14. Nu City Pads zelf, ondanks het bepaalde over het postadres in de huurovereenkomst, ervoor kiest om louter digitaal met de huurders te communiceren, neemt zij het risico dat niet in kort geding kan worden vast gesteld dat een digitaal bericht de huurder ook daadwerkelijk heeft bereikt.
15. Dit betekent dat de ontruimingsvordering van City Pads moet worden afgewezen. Ook de andere vorderingen van City Pads (waaronder de boete, als de bepaling in de huurovereenkomst al in stand zou blijven, en de gebruiksvergoeding) kunnen niet worden toegewezen; onbetwist is gebleven dat [gedaagde] de huur op tijd betaalt en dat er sprake is van een ‘te late’ oplevering van de woonruimte staat dus niet vast.
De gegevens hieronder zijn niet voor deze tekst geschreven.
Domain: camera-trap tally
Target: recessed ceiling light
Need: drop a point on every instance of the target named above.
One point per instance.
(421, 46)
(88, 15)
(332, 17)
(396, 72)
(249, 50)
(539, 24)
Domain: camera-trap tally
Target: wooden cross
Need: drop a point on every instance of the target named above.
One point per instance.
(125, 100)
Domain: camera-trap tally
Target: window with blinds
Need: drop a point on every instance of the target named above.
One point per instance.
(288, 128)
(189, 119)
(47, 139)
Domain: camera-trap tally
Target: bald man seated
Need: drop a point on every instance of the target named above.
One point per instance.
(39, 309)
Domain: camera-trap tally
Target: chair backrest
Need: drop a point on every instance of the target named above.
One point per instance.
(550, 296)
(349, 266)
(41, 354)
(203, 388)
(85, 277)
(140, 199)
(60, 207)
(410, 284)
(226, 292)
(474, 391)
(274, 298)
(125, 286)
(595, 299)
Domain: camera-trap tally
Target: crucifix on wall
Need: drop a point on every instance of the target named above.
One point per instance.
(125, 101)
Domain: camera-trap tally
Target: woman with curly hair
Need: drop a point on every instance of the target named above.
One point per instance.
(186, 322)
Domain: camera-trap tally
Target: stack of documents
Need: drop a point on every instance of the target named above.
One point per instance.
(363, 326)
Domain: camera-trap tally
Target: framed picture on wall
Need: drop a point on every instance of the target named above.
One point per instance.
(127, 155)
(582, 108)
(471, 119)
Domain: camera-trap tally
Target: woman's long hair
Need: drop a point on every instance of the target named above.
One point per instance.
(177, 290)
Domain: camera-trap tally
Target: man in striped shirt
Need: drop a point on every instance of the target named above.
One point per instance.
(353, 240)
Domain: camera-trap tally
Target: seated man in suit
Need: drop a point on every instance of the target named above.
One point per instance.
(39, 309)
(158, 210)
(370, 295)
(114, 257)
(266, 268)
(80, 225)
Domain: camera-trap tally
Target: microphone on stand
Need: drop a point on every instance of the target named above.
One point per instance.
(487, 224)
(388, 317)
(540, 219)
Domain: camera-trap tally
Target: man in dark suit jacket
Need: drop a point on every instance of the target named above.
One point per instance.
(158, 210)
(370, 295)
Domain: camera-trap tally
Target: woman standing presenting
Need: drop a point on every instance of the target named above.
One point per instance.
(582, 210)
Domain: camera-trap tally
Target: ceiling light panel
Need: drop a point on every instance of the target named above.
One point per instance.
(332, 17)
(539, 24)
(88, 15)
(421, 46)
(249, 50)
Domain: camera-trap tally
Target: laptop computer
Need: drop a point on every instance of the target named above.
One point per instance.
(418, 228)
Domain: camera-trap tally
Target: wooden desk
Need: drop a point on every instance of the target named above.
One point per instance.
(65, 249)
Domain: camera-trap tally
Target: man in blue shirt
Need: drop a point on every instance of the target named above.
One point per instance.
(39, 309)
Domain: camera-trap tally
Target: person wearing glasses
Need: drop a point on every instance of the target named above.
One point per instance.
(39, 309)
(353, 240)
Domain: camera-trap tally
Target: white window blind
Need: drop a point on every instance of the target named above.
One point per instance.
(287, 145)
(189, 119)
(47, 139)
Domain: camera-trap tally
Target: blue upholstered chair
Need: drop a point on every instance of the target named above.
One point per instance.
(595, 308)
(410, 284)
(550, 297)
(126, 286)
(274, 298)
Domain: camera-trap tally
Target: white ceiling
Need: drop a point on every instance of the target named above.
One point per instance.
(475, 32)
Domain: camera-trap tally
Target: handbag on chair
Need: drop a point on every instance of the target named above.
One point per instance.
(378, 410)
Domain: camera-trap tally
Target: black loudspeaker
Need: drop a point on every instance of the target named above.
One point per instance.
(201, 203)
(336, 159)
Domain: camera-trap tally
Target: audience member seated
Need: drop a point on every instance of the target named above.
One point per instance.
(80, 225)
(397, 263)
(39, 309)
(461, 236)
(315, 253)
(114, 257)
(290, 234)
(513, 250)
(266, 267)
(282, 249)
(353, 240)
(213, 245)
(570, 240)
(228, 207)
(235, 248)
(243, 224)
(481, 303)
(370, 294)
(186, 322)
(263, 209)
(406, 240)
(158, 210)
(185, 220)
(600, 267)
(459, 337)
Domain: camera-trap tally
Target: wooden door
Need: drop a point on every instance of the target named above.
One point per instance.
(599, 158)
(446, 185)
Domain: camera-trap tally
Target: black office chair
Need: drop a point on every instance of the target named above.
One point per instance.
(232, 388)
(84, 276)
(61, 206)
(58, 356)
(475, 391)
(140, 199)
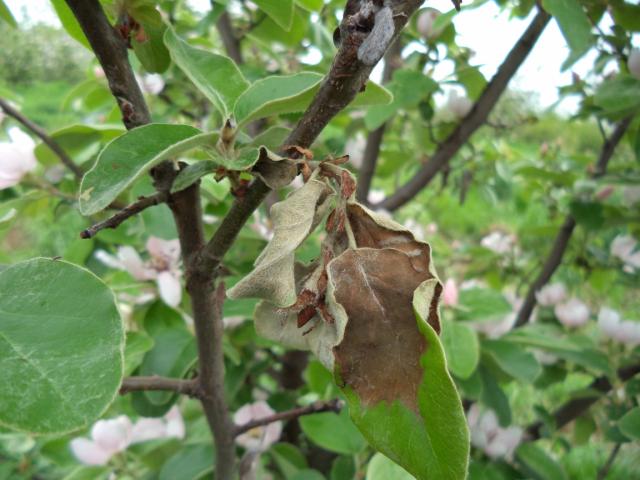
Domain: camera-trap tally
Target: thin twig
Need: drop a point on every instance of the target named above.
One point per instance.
(474, 120)
(155, 383)
(318, 407)
(346, 78)
(604, 471)
(46, 139)
(576, 407)
(563, 237)
(127, 212)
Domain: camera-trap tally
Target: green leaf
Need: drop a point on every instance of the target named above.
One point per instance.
(69, 23)
(461, 345)
(333, 432)
(513, 359)
(619, 96)
(281, 11)
(276, 95)
(431, 443)
(130, 156)
(629, 424)
(381, 468)
(482, 305)
(216, 76)
(539, 461)
(5, 14)
(192, 173)
(574, 25)
(61, 347)
(190, 463)
(138, 343)
(151, 52)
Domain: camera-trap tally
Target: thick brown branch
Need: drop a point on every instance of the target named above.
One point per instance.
(474, 120)
(127, 212)
(111, 50)
(576, 407)
(346, 78)
(367, 171)
(46, 139)
(178, 385)
(317, 407)
(563, 237)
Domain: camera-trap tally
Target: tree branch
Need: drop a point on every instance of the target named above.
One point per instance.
(318, 407)
(230, 41)
(374, 139)
(347, 77)
(127, 212)
(563, 237)
(46, 139)
(111, 50)
(474, 120)
(577, 406)
(178, 385)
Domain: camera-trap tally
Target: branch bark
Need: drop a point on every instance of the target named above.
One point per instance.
(563, 237)
(374, 139)
(42, 134)
(577, 406)
(111, 50)
(474, 120)
(317, 407)
(347, 77)
(177, 385)
(127, 212)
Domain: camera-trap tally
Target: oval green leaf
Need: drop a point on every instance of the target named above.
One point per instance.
(130, 156)
(216, 76)
(275, 95)
(61, 347)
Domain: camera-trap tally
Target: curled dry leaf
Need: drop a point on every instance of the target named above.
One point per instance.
(294, 219)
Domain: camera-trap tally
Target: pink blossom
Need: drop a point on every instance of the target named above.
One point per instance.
(450, 293)
(109, 437)
(257, 439)
(163, 266)
(488, 436)
(551, 294)
(16, 158)
(573, 313)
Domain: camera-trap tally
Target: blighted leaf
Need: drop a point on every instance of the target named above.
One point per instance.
(61, 346)
(130, 156)
(276, 95)
(216, 76)
(294, 218)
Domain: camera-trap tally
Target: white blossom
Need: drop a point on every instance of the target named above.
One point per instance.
(633, 63)
(458, 106)
(163, 266)
(450, 293)
(355, 149)
(624, 247)
(498, 242)
(257, 439)
(572, 313)
(17, 158)
(488, 436)
(109, 437)
(551, 294)
(425, 24)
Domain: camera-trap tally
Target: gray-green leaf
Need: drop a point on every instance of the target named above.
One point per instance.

16. City Pads wordt in het ongelijk gesteld en wordt daarom veroordeeld in de proceskosten gevallen aan de zijde van [gedaagde] , tot heden bepaald op € 480,00 aan salaris gemachtigde.

BESLISSING

De kantonrechter:
wijst de vordering af;
veroordeelt City Pads in de kosten van het geding aan de zijde van [gedaagde] tot op heden begroot op € 480,00 voor zover verschuldigd inclusief BTW, aan salaris van zijn gemachtigde;
veroordeelt City Pads in de na dit vonnis ontstane kosten, begroot op € 60,00 aan salaris gemachtigde, te verhogen met een bedrag van € 68,00 en de explootkosten van betekening van het vonnis, een en ander voor zover van toepassing inclusief btw, onder de voorwaarde dat City Pads niet binnen veertien dagen na aanschrijving volledig aan dit vonnis heeft voldaan en betekening van het vonnis pas na veertien dagen na aanschrijving heeft plaatsgevonden;
verklaart de veroordeling uitvoerbaar bij voorraad.
Aldus gewezen door mr M.V. Ulrici, kantonrechter, en uitgesproken ter openbare terechtzitting van 27 februari 2020 in tegenwoordigheid van de griffier.